PrEP na Gestação: Indicações e Protocolo de Uso Contínuo

UNIFESP/EPM - Universidade Federal de São Paulo - Escola Paulista de Medicina — Prova 2026

Enunciado

Gestante, 25 anos de idade, com 12 semanas de gravidez, comparece à consulta de pré-natal sem queixas. Refere parceiro fixo há 5 anos, saudável, atualmente em privação de liberdade, que não aceita uso de preservativo. Antecedentes pessoais: sífilis tratada com comprovação de tratamento e seguimento há 1 ano.

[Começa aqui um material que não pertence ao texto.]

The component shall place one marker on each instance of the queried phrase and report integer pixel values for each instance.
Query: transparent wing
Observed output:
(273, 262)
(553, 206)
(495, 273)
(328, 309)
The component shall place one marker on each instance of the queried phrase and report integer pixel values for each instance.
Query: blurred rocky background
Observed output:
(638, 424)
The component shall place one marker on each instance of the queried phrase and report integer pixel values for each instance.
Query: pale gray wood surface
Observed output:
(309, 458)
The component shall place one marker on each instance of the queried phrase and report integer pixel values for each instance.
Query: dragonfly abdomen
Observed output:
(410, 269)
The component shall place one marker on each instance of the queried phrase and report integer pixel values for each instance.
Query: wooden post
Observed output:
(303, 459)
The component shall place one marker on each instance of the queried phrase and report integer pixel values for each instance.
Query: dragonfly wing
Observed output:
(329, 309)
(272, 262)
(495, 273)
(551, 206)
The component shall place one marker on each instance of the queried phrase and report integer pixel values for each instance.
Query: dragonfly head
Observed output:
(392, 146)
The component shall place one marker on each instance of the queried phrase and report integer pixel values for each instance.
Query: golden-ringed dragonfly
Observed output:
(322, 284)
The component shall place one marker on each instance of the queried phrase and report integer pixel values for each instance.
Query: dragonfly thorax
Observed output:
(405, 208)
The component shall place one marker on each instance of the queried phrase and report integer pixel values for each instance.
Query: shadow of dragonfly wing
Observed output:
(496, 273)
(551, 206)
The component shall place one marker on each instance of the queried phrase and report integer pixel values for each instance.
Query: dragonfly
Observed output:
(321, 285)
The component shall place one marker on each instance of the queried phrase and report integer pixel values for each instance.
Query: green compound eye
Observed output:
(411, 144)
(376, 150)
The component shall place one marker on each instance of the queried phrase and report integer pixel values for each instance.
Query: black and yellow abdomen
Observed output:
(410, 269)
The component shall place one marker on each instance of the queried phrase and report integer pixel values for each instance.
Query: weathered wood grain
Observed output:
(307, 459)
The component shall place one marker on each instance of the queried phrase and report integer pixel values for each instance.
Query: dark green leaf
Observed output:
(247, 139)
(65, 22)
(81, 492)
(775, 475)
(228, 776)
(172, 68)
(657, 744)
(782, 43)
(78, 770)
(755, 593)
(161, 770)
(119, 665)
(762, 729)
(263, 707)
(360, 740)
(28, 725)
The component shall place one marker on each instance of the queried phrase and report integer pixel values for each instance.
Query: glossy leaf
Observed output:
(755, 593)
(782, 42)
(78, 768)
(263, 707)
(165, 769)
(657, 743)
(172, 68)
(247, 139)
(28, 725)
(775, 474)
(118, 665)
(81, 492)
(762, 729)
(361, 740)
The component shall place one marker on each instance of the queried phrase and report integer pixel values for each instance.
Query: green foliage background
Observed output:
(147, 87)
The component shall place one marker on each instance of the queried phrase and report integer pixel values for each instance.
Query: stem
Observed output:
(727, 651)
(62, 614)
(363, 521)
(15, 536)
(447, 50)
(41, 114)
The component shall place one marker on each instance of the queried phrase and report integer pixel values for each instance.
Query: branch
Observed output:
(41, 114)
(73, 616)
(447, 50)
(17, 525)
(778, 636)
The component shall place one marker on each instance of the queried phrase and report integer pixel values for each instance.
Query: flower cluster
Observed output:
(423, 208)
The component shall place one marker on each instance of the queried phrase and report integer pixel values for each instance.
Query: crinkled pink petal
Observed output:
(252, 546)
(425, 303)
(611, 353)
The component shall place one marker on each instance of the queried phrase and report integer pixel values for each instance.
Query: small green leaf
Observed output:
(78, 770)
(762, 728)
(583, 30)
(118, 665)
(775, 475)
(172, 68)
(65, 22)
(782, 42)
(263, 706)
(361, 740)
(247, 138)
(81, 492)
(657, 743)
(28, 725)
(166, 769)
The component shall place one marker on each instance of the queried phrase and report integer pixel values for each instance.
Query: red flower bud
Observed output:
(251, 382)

Exames subsidiários: Teste rápido de HIV negativo. Qual é a conduta mais adequada?

Alternativas

  1. A) Prescrever Profilaxia Pré-Exposição (PrEP) sob demanda, antes e após relação sexual.
  2. B) Prescrever Profilaxia Pós-Exposição (PEP).
  3. C) Prescrever Terapia Antiretroviral (TARV).
  4. D) Prescrever Profilaxia Pré-Exposição (PrEP) de uso contínuo.

Pérola Clínica

Gestante com parceiro de risco/sorodiferente e exposição persistente → PrEP de uso contínuo.

Resumo-Chave

A PrEP contínua é segura na gestação e indicada quando há risco substancial de infecção, protegendo a mãe e prevenindo a transmissão vertical primária.

Contexto Educacional

A prevenção da infecção pelo HIV durante a gestação é uma prioridade de saúde pública, pois a infecção aguda na gravidez está associada a uma carga viral materna muito elevada, aumentando drasticamente o risco de transmissão vertical. A Profilaxia Pré-Exposição (PrEP) consiste no uso preventivo de antirretrovirais por pessoas soronegativas. No Brasil, o protocolo do Ministério da Saúde recomenda o uso contínuo de Tenofovir + Entricitabina para populações com vulnerabilidade acrescida. Diferente dos HSH, mulheres necessitam de cerca de 7 dias de uso contínuo para atingir concentrações protetoras no trato vaginal. A decisão de iniciar a PrEP deve ser compartilhada, pesando os riscos de aquisição do vírus versus a segurança bem estabelecida dos fármacos.

Perguntas Frequentes

A PrEP é segura durante a gravidez e amamentação?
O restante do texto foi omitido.